While doing T316079#9109164, I noticed the linkrecommendation-internal-load-datasets k8s pod is having errors:
[urbanecm@deploy1002 ~]$ kube_env linkrecommendation eqiad [urbanecm@deploy1002 ~]$ kubectl get pods NAME READY STATUS RESTARTS AGE [...] linkrecommendation-internal-load-datasets-28209900-l7c5w 0/1 Completed 0 31h linkrecommendation-internal-load-datasets-28209960-nr7nb 0/1 Completed 0 30h linkrecommendation-internal-load-datasets-28210020-rjff6 0/1 Completed 0 29h linkrecommendation-internal-load-datasets-28211760-7dxzs 0/1 Error 0 52m linkrecommendation-internal-load-datasets-28211760-k2plz 0/1 Error 0 52m [urbanecm@deploy1002 ~]$
Upon investigating the errors, I saw the following:
[urbanecm@deploy1002 ~]$ kubectl logs linkrecommendation-internal-load-datasets-28211760-k2plz > load-datasets-logs.json [urbanecm@deploy1002 ~]$ jq -r .exc_info < load-datasets-logs.json Traceback (most recent call last): File "load-datasets.py", line 440, in <module> main() File "load-datasets.py", line 433, in main run(args) File "load-datasets.py", line 255, in run % (dataset, remote_checksum.status_code) RuntimeError: Unable to download checksum for anchors, status code: 404. [urbanecm@deploy1002 ~]$ jq -r .output < load-datasets-logs.json [...] == Attempting to download datasets (anchors, redirects, pageids, w2vfiltered, model) for gagwiki == Checksum in database matches remote checksum, skipping download for anchors Checksum in database matches remote checksum, skipping download for redirects Checksum in database matches remote checksum, skipping download for pageids Checksum in database matches remote checksum, skipping download for w2vfiltered Checksum in database matches remote checksum, skipping download for model All datasets for gagwiki are up-to-date! == Attempting to download datasets (anchors, redirects, pageids, w2vfiltered, model) for ganwiki == [urbanecm@deploy1002 ~]$
It seems fetching the data failed for ganwiki, because the datasets are not available.
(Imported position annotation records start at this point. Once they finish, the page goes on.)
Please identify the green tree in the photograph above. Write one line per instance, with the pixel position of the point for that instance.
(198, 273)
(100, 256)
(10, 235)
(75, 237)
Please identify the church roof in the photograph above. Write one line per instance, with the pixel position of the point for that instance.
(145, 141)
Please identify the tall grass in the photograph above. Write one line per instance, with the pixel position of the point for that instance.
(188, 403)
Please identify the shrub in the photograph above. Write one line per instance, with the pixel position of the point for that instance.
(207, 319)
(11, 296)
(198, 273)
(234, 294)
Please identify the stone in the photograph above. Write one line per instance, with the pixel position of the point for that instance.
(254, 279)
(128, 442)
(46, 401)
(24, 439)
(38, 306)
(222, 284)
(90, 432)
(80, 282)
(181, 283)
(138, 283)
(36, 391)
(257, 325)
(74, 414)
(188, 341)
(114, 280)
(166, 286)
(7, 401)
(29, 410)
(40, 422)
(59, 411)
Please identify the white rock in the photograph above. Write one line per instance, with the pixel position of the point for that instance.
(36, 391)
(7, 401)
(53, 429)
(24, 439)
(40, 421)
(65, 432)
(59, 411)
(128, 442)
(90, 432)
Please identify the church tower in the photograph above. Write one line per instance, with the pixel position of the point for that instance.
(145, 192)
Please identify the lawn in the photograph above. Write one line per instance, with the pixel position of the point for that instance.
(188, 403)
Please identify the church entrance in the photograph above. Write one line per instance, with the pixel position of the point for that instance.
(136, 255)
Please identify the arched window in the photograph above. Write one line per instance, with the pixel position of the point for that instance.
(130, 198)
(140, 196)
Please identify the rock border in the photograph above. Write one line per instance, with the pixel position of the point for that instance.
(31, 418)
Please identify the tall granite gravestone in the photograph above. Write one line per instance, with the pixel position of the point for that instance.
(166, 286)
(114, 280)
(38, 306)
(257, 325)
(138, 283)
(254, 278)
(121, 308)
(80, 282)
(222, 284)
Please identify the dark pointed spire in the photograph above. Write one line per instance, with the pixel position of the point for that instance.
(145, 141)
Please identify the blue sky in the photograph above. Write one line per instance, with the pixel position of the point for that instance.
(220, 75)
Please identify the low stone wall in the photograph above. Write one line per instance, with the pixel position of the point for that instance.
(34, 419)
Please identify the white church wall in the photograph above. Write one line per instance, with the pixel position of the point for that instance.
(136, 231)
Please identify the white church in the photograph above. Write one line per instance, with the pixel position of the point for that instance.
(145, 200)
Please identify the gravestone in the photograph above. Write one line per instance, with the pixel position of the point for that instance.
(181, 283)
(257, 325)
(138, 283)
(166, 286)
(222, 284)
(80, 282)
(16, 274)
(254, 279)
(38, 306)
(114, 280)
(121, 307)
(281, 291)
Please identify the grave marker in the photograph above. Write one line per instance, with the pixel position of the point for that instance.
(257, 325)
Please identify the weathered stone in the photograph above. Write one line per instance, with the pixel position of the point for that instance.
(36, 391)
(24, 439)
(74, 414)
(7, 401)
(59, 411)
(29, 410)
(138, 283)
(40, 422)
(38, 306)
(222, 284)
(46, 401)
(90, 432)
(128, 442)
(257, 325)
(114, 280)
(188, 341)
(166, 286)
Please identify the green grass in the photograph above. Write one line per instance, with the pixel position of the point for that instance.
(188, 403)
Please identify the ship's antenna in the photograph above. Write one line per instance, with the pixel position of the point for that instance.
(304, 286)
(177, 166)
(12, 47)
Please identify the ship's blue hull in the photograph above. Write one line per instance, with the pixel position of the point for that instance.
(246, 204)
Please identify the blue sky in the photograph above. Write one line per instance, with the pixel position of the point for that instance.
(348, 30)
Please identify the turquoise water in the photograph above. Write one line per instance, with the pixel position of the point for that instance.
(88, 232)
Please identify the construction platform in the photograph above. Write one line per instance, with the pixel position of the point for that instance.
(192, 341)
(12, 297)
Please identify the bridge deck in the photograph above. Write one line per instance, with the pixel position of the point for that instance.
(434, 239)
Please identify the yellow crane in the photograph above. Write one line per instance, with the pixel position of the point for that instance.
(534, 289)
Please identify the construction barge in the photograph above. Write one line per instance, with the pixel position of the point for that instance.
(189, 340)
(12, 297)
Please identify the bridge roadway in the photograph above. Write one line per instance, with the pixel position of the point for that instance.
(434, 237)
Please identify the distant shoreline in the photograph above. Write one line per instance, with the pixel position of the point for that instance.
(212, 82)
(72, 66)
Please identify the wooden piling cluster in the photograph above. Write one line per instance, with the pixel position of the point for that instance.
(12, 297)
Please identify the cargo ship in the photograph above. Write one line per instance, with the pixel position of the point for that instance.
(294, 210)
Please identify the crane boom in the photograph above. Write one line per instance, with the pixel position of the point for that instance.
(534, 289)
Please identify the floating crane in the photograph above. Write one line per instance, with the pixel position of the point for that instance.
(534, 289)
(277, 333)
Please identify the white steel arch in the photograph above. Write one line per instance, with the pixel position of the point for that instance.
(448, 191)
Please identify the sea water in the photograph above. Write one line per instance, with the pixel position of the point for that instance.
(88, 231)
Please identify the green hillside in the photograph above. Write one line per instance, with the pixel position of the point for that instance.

Reviewing the current state at https://analytics.wikimedia.org/published/datasets/one-off/research-mwaddlink/ shows that ganwiki (and krcwiki) directories don't exist, but are advertised in wikis.txt, which is the source of truth for the linkrecommendation k8s service.
We need to update wikis.txt to meet the reality.